Coordinating Care Across the Continuum
A Panel Discussion on Transitions in Care
On Wednesday, September 15th, Rush University Medical Center’s Older Adult Programs hosted Chicago Bridge’s panel discussion about transitional care. Older adults face unique challenges when moving across care settings. The increased prevalence of chronic conditions, functional and cognitive limitations, polypharmacy, social isolation, and other factors make older adults particularly vulnerable to poor transitions. The results can be which can be dangerous and costly for older adults, their families, and the national health care system as a whole as one in five Medicare beneficiaries return to the hospital within thirty days of discharge. Event panelists offered practical methods for addressing this critical issue.

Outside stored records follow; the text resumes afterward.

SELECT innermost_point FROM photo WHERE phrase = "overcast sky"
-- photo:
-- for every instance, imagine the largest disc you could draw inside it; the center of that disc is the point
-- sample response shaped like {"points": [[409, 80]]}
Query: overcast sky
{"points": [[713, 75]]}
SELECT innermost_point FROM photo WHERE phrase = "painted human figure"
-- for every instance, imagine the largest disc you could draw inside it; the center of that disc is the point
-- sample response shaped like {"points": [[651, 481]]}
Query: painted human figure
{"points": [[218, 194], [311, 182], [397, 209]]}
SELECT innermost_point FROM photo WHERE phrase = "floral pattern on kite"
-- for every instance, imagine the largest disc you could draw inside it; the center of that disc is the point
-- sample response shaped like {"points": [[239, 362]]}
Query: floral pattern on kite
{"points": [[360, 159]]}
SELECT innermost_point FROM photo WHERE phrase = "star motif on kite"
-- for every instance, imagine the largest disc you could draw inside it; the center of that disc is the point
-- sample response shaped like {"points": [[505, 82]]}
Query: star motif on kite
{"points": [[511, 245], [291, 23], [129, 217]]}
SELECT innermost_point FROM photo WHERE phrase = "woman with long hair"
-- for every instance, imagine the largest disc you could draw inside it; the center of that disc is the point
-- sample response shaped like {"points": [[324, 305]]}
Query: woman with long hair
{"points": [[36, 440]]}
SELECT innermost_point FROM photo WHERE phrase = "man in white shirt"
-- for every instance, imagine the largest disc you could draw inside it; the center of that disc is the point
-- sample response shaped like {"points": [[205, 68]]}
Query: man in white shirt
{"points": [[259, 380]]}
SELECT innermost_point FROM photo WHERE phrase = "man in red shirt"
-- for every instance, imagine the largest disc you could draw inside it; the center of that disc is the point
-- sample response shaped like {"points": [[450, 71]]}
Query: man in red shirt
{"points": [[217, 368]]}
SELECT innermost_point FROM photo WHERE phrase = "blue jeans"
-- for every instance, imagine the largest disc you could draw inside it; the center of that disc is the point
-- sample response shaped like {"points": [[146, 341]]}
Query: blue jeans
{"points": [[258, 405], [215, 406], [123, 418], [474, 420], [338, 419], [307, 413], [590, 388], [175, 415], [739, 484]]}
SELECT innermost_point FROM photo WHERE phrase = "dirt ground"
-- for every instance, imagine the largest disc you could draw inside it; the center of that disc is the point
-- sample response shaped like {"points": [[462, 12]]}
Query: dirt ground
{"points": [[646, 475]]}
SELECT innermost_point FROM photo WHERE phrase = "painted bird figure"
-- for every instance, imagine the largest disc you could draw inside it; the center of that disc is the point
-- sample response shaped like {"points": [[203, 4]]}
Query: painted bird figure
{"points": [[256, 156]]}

The speakers represented transitional care from multiple different perspectives:
• Michele Packard, Enhanced Discharge Planning Program Social Worker at Rush University Medical Center, opened the forum with a presentation about her work as a clinician in a hospital-based telephonic short-term care coordination model utilizing master’s prepared social workers as transitional care managers.
• Caroline Ryan, Manager of the Aging Resource Center at Adventist LaGrange Memorial Hospital, described her unique program which integrates a community-based agency into a hospital to minimize delay in services and ensure linkage into appropriate community resources post-discharge.
• Claudia Cook, Eldercare Consultant at LivHOME, Inc., shared information about the role of private geriatric care managers in supporting older adults across transitions between care settings, such as from hospital to home, from hospital to skilled nursing facility, and from skilled nursing facility to home.
• Kristen Pavle, Policy Analyst with the Health and Medicine Policy Research Group, brought the audience up to date on current health care literature around transitions. She also educated the audience about efforts of the Illinois Transitional Care Consortium, a collaboration of community and hospital-based providers working to develop a transitional care model for the state of Illinois.
Presentations on each project were supplemented by a lively discussion with meeting attendees. All sixteen Bridge members present shared their professional and personal experiences with care transitions and swapped resources for supporting clients. The discussion also turned to the role of health care reform in bringing about change, particularly in relation to preparing for changes in Medicare reimbursement for readmissions within thirty days of a prior hospitalization.
Resources Available to Support Older Adults
Attendees were also encouraged to use resources available to support older adults across transitions, even if they do not work with a formal transitional care program. Such resources can be found online through organizations such as the National Transitions of Care Coalition, National Coalition on Care Coordination, and the United Hospital Fund’s Next Step in Care initiative. The Chicago Bridge is grateful for the opportunity to learn about this important topic from such passionate and knowledgeable colleagues.